This mode is being studied for the Central Broward East-West Transit Corridor and for the Miami-Miami Beach Bay Link Corridor. It could be built within the FEC corridor where there is adequate right-of-way so the light rail can be properly separated form the freight rail.
Capital cost/vehicle: $5 - $9 million
Annual operating cost/revenue mile: $11 - $13
Seated capacity: 1,500 per train
Speed: Average 30 mph; maximum 90 mph
Average station spacing: 1/2 - 1-1/2 miles
Average Trip Length: 4.4 miles
BUS RAPID TRANSIT (BRT)
 Bus Rapid Transit is enhanced service with expedited operating speed due to traffic signal management favoring the vehicles. It uses low-floor buses operating on frequent headways, often 5 to 15 minutes apart in peak hours. Vehicles can be sleek and train-like in appearance and function. BRT can operate on exclusive transitways, HOV lanes, expressways or ordinary streets utilizing various vehicle types and technologies. Some systems use electric trolley buses similar to standard or articulated diesel powered buses, except that they are propelled by electric motors powered along the route from two overhead catenary wires.
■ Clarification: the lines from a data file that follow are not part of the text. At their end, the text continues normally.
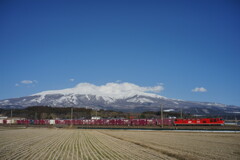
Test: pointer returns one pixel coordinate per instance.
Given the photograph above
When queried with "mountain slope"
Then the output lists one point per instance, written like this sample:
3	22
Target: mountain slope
116	96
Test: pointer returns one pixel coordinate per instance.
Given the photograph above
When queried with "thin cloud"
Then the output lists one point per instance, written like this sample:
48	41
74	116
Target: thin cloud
71	79
26	82
199	89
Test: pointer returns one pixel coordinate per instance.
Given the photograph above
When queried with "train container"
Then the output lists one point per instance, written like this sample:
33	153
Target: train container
165	122
52	121
199	121
151	122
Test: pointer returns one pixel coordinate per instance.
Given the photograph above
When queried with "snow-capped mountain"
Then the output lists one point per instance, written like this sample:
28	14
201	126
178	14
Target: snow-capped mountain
116	96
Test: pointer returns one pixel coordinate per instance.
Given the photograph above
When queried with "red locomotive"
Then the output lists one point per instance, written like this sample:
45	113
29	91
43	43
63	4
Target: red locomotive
199	121
127	122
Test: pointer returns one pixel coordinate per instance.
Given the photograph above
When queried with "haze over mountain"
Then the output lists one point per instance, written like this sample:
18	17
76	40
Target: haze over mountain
117	96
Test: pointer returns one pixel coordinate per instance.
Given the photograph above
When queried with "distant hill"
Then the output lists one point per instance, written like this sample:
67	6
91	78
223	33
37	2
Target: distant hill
83	96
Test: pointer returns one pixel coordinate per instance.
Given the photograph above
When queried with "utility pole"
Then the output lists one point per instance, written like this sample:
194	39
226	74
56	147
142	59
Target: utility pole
11	117
71	115
162	115
181	112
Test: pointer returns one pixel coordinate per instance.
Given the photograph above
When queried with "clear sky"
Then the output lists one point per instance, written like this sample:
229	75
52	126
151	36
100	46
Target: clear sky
46	45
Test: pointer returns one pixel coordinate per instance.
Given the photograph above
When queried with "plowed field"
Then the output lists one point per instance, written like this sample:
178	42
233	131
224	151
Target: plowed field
107	144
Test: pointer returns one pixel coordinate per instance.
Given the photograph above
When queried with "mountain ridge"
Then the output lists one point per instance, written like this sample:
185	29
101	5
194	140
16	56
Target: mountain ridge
117	96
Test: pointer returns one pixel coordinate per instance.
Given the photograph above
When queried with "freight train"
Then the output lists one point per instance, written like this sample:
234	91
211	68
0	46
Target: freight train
123	122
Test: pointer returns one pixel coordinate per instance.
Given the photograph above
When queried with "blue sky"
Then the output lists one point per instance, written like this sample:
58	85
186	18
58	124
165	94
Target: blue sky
182	44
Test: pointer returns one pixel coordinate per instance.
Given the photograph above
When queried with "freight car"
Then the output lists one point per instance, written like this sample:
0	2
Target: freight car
199	121
103	122
125	122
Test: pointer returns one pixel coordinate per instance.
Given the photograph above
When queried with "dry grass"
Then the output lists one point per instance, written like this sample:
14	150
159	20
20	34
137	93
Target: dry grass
185	145
107	144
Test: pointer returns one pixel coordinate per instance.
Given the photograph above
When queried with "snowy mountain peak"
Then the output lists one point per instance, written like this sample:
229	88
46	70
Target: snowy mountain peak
108	91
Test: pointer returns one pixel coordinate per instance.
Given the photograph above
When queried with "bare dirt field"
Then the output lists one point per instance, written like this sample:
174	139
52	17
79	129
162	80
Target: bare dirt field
43	143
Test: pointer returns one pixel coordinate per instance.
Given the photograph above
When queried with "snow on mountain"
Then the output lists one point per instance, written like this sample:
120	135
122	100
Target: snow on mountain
109	92
116	96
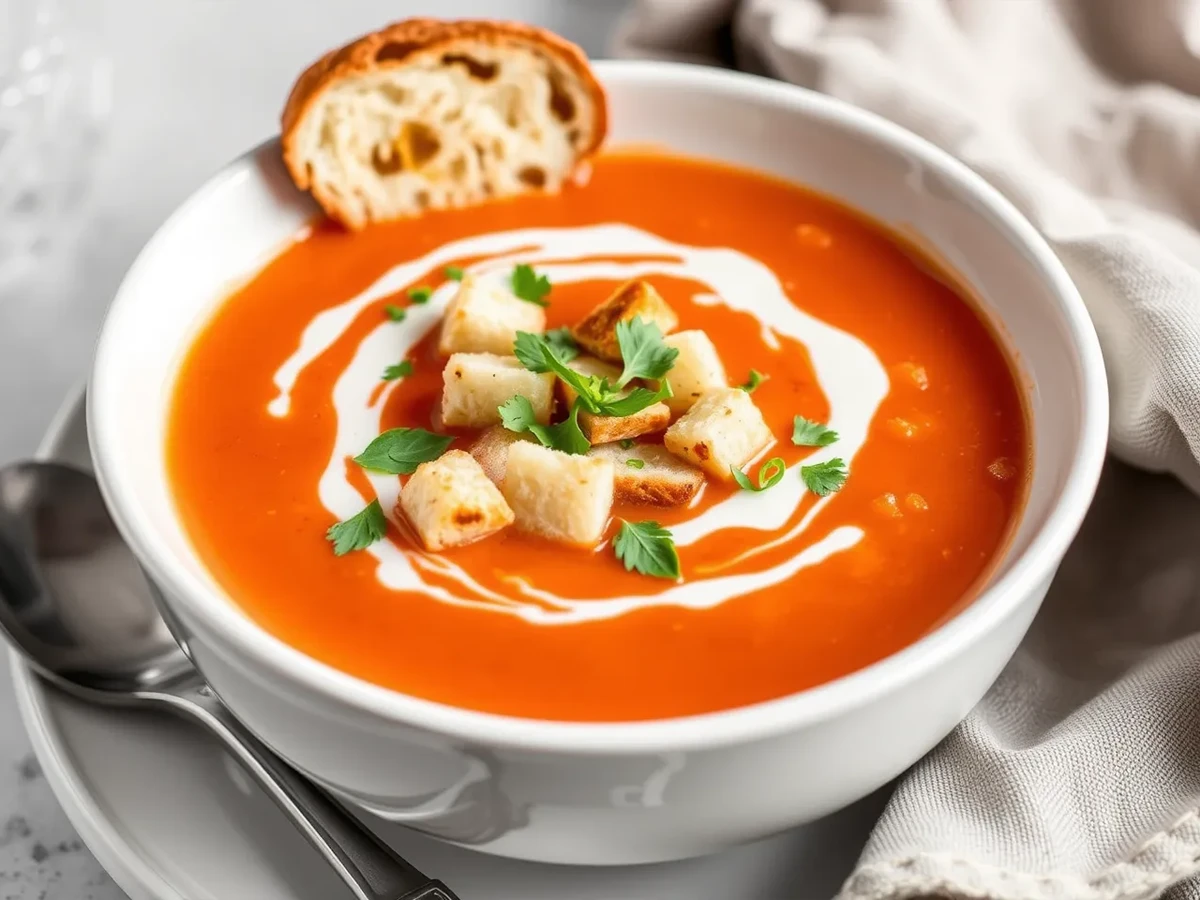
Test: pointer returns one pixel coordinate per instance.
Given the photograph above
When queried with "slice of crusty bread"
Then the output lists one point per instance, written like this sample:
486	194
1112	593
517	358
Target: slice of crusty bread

BRT can consist of dedicated lanes for all or part of the route and/or elevated or underground separated rights-of-way. This option could be built within the rail corridor where the busway can be properly separated from the freight rail, and there is adequate rail right-of-way. A regional example is the South Miami Busway.
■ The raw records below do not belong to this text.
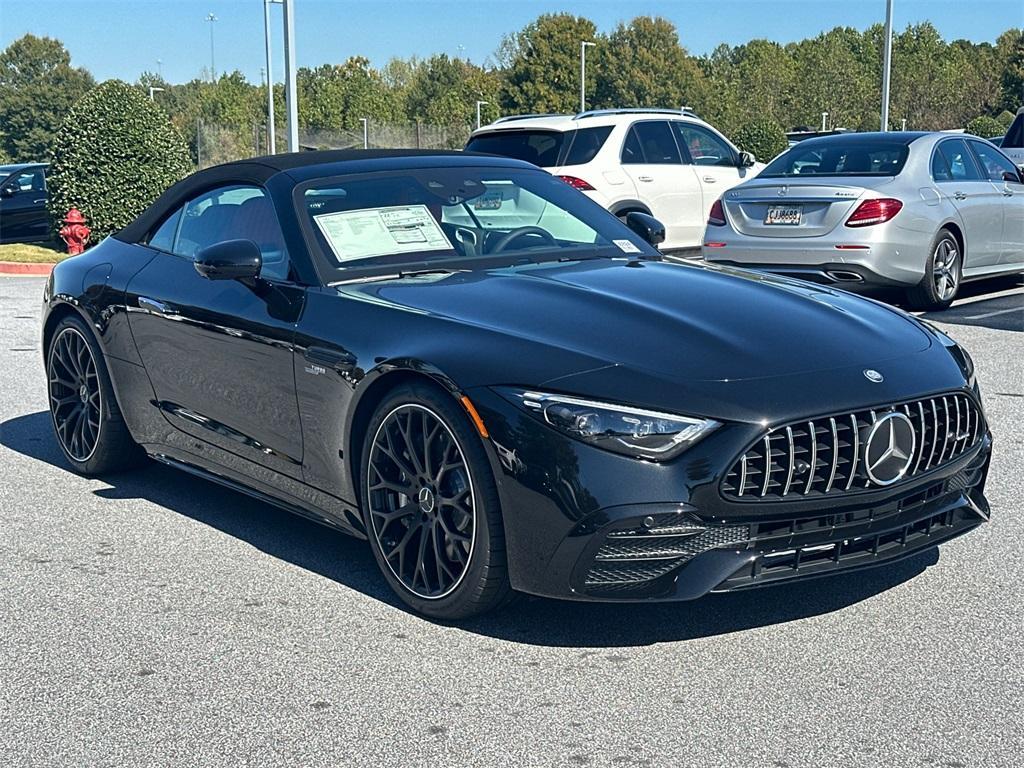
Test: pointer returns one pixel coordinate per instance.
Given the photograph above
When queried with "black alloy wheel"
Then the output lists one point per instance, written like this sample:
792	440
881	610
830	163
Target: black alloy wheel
421	501
76	400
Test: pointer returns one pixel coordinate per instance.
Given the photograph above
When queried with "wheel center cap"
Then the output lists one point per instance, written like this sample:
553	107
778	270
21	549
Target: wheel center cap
427	500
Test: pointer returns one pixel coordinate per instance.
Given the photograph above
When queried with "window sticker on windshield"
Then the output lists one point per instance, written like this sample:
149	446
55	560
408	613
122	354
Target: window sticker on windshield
381	231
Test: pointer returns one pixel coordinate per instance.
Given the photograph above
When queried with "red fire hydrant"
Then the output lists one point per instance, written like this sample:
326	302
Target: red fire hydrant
75	232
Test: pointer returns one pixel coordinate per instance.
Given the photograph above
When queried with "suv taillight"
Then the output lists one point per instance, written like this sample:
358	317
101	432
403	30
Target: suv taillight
876	211
717	215
577	183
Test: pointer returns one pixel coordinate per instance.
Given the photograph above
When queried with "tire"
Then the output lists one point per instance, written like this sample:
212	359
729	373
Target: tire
943	274
440	545
87	422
Capital cost/vehicle: Share lane - $0.2 - $0.5 million; Dedicated lane - $6 - $8 million
Annual operating cost/revenue mile: $6 - $8
Seated capacity: 35-100 per bus
Speed: Average 30 mph; maximum 60 mph
Average station spacing: 1 - 2 miles
REGIONAL RAIL TRANSIT (RGR)
This alternative is comprised of the following technologies:
Locomotive with Push-Pull Coaches - An electric or diesel propelled railway for urban passenger service between a central city and adjacent suburbs. This service uses standard railroads, with locomotives pushing or pulling passenger cars, or with passenger cars that have internal diesel engines. The regional example is Tri-Rail.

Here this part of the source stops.